Megakaryocytic microparticles-mediated nucleic acid delivery for gene therapy
May 6-11, 2018
Cell-derived microparticles (MPs) are 0.1 to 1 micron extracellular vesicles (EVs), budding off cellular plasma membranes under stress or activation. MPs play an important role in cell-to-cell communication by transferring cargo from parent to target cells. Among circulating MPs, megakaryocyte-derived MPs (MkMPs) are the most abundant MPs in circulation (1). We have demonstrated that, in vitro, MkMPs specifically targeted and were taken up by human hematopoietic stem & progenitor cells (HSPCs) via fusion or endocytosis following specific receptor recognition (2).
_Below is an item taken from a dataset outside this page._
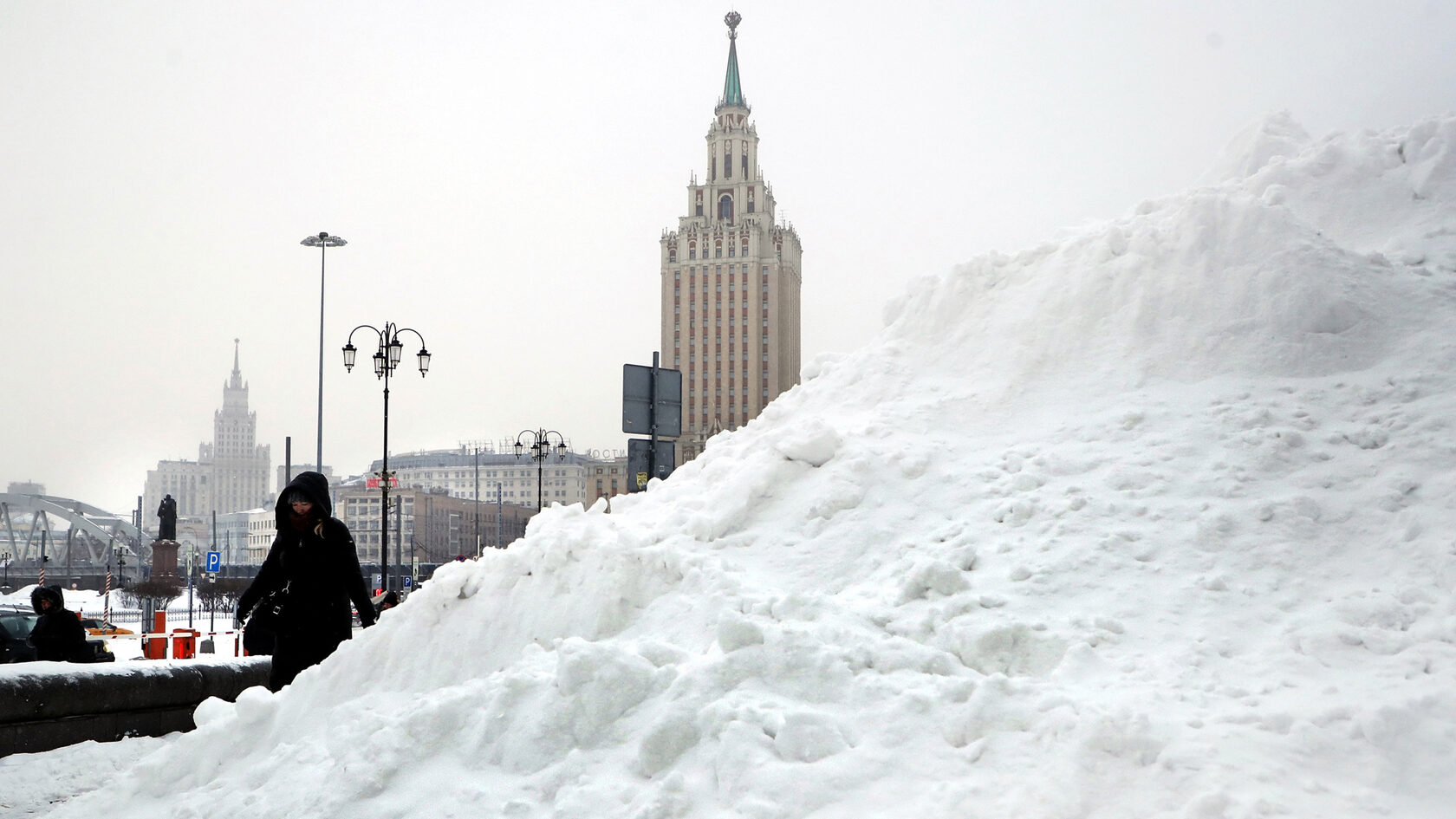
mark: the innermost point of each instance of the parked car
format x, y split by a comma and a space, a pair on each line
102, 628
15, 630
15, 627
MkMPs transfer cargo to HSPCs and induce potent Mk differentiation of HSPCs in the absence of thrombopoietin (3). Here, we explored the capability of human MkMPs to transfer DNA and siRNA to HSPCs, and developed MkMP-based strategies for gene therapy. From our current protocol, we were able to achieve loading of plasmid DNA (pGFPns: encoding eGFP) into over 80% of MPs and functional delivery to HSPCs though co-culture to perform eGFP expression. DNA delivery efficiency were increased by optimized co-culture methods, chemically via fusogens to enhance membrane fusion, and physically to enhance contact between MPs and HSPCs. As a result, we were able to make possible that more than 20% of HSPCs express GFP. Functional RNA delivery was also studied by examining the impact of siR-MYB mediated c-myb silencing in enhancing Mk differentiation of CD34+ cells. Our data demonstrate that MkMP-based delivery of siR-MYB to HSPCs enabled c-myb silencing that resulted in enhanced Mk differentiation beyond that of unloaded MkMPs, as assessed by a 29% increase of CD41 expression (an Mk marker), indicating functional siRNA delivery. To sum, functional pDNA and siRNA delivery to HSPCs via MkMPs demonstrate the potential of this delivery system for targeting the stem-cell compartment, suggesting that MkMPs constitute a potentially useful therapeutic delivery system for gene therapy, with applications in regenerative and transfusion medicine.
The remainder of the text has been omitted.